Posted on Wed., March 30, 2016 by Susan Turner-Lowe
Laurie Sowd, vice president for operations, has been at The Huntington for 24 years. Photo by Jim Folsom.
Laurie Sowd, vice president for operations, has been at The Huntington for 24 years. Photo by Jim Folsom.

The first time I walked into the office of Laurie Sowd, The Huntington’s vice president for operations, I thought I was in the wrong place. This was the person in charge of multimillion dollar construction activities, security, information technology, facilities—big, complicated megaprojects with lots of moving parts? What I found behind the desk was someone who looked, uh, maybe 15. Possibly 17. Freshly scrubbed, with a rosy complexion, bright eyes, and a ready smile. “Wait,” I said. “You’re Laurie? You look young enough to be my kid!” (Full disclosure: We’re two months apart in age.)

And with that, a friendship was born, and I must say, one of the deepest friendships I’ve ever known. This is a woman who picked me up off the floor after a failed relationship, and then again after a scary diagnosis, who swears—when we have traveled together on occasion—that she NEVER hears my snoring, and who always has my back. She possesses a fierce intellect and an insatiable curiosity about the world and the people who inhabit it, as well as a caring nature that seems boundless and ever abundant.

Laurie Sowd during a press tour at the site of the Steven S. Koblik Education and Visitor Center, which opened on April 4, 2015. Photo by Martha Benedict.
Laurie Sowd during a press tour at the site of the Steven S. Koblik Education and Visitor Center, which opened on April 4, 2015. Photo by Martha Benedict.
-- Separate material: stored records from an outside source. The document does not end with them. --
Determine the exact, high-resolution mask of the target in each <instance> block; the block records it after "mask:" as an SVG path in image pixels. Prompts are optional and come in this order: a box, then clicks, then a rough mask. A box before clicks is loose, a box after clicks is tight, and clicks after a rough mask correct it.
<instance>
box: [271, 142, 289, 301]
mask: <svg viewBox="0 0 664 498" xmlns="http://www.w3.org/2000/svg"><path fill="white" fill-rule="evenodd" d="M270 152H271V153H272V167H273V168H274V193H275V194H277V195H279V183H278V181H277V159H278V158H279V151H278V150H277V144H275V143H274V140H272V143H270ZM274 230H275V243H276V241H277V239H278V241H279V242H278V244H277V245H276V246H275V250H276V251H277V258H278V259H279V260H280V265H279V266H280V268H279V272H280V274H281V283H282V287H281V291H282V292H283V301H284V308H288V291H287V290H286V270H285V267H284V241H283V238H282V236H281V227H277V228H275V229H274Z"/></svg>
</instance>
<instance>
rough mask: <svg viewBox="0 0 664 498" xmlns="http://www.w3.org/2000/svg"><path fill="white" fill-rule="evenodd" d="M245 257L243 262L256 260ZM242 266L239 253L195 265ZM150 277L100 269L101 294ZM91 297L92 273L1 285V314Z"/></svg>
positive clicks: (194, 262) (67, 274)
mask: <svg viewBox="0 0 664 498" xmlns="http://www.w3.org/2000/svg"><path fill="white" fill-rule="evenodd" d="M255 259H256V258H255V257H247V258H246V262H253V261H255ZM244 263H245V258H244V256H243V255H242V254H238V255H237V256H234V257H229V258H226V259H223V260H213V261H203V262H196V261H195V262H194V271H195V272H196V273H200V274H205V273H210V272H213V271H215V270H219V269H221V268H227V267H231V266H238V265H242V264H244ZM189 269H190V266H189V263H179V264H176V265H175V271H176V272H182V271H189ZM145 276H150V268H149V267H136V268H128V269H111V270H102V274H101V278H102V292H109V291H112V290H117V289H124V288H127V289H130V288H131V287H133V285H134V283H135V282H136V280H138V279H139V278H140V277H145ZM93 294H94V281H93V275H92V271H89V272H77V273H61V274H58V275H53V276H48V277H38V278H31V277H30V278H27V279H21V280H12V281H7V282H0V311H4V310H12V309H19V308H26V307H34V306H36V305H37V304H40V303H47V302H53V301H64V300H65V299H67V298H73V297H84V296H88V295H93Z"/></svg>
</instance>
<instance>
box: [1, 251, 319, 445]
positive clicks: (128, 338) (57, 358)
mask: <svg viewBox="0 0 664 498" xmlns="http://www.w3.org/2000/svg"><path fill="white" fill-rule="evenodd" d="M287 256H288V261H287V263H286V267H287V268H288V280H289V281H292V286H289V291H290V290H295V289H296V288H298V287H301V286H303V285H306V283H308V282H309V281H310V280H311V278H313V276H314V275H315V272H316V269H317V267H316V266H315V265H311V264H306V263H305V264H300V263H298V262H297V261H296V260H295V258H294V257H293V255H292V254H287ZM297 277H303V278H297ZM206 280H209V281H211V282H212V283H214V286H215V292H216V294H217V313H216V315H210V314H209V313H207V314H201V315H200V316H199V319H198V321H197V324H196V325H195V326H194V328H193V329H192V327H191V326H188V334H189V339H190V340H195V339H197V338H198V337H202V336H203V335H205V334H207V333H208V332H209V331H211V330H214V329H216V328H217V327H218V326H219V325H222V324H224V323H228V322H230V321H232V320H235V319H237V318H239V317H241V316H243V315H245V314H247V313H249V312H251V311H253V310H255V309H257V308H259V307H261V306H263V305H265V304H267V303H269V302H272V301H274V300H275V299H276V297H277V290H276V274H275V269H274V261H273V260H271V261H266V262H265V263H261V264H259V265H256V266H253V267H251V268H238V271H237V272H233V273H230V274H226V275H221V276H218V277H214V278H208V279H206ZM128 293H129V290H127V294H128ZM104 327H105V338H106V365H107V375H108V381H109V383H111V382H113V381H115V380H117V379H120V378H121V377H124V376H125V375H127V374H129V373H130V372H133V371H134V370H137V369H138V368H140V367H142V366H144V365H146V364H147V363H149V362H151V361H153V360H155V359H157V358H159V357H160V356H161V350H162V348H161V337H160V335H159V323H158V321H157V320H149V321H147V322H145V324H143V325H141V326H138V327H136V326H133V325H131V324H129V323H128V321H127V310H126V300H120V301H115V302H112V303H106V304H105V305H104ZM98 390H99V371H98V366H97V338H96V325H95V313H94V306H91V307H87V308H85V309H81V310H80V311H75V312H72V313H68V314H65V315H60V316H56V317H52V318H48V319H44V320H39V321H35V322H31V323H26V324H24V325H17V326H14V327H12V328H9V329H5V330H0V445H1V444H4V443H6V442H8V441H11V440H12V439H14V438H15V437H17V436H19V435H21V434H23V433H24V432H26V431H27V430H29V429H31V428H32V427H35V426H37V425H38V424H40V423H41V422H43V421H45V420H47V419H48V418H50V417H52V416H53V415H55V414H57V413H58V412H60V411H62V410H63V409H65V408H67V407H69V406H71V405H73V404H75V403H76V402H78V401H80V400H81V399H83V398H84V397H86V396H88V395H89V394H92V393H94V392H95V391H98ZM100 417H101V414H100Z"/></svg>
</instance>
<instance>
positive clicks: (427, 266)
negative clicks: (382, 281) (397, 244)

Laurie has this remarkable yin-yang vibe. She has firmly and steadily guided some 20 construction projects in her 20-plus years at The Huntington, the culmination of which was the Steven S. Koblik Education and Visitor Center, which opened last April. On time and on budget, every single project—the botanical conservatory, the Children’s Garden, the Chinese Garden, the American art galleries expansions, the renovation of the Huntington Art Gallery, and many more.

“We came to call her ‘Little Big Boss,’” says David Zeidberg, the Avery Director of the Library, who worked alongside Sowd on several Huntington projects.

She is one of those rare staff leaders who is completely ambidextrous in all that they do: she’s great with people, fantastic with numbers, highly organized, and can see the big picture, but she’s also fully capable of getting into the weeds to sort through niggling details.

Laurie Sowd (kneeling, far left) with the security group at The Huntington in 2016. Photo by Lisa Blackburn.
Laurie Sowd (kneeling, far left) with the security group at The Huntington in 2016. Photo by Lisa Blackburn.

Longtime communications colleague Lisa Blackburn said to me once, “You realize that Laurie has transformed this place—that this will go down in Huntington history as the Sowd era,” when a whip-smart woman with unlimited imagination and energy shaped the Huntington of the late 20th and early 21st century. Pretty damn impressive for what historically had been a very male-dominated place. So much of Laurie’s success, says Zeidberg, “is because of her ability to convene people around a common goal, get them excited about it, and get them actually working on it, and then at the end of the day, to have results to show.”

And now it comes to this: Laurie is leaving The Huntington after 24 years because of a wonderful new opportunity at the California Science Center—to become senior vice president of operations there and lead the extraordinarily exciting and ambitious project of building a new home for the space shuttle Endeavour. Double the staff, double the budget. A big step up. Well deserved! This is the type of thing you wish for a colleague and friend—a big opportunity for more growth and impact. And so we’re all delighted. But seriously bummed.

Laurie Sowd in the Celebration Garden of the Steven S. Koblik Education and Visitor Center in 2016. Photo by Lisa Blackburn.
Laurie Sowd in the Celebration Garden of the Steven S. Koblik Education and Visitor Center in 2016. Photo by Lisa Blackburn.

In the best of circumstances, you learn from the work you do and the people you do it with. And I think most of us are grateful when that happens. What I perhaps didn’t realize was the extent to which that can also play out on a personal level—that a colleague can also teach you about love and trust and loyalty, about what it means to be vulnerable and honest and empathetic. This is the kind of messy, murky stuff experts say not to get involved in at the workplace: don’t mix the personal with the professional. But how much poorer I would be had I not let Laurie help me up when she extended her hand!

She’s transformed this place, and something else, too. Our hearts.

Susan Turner-Lowe is vice president for communications and marketing at The Huntington.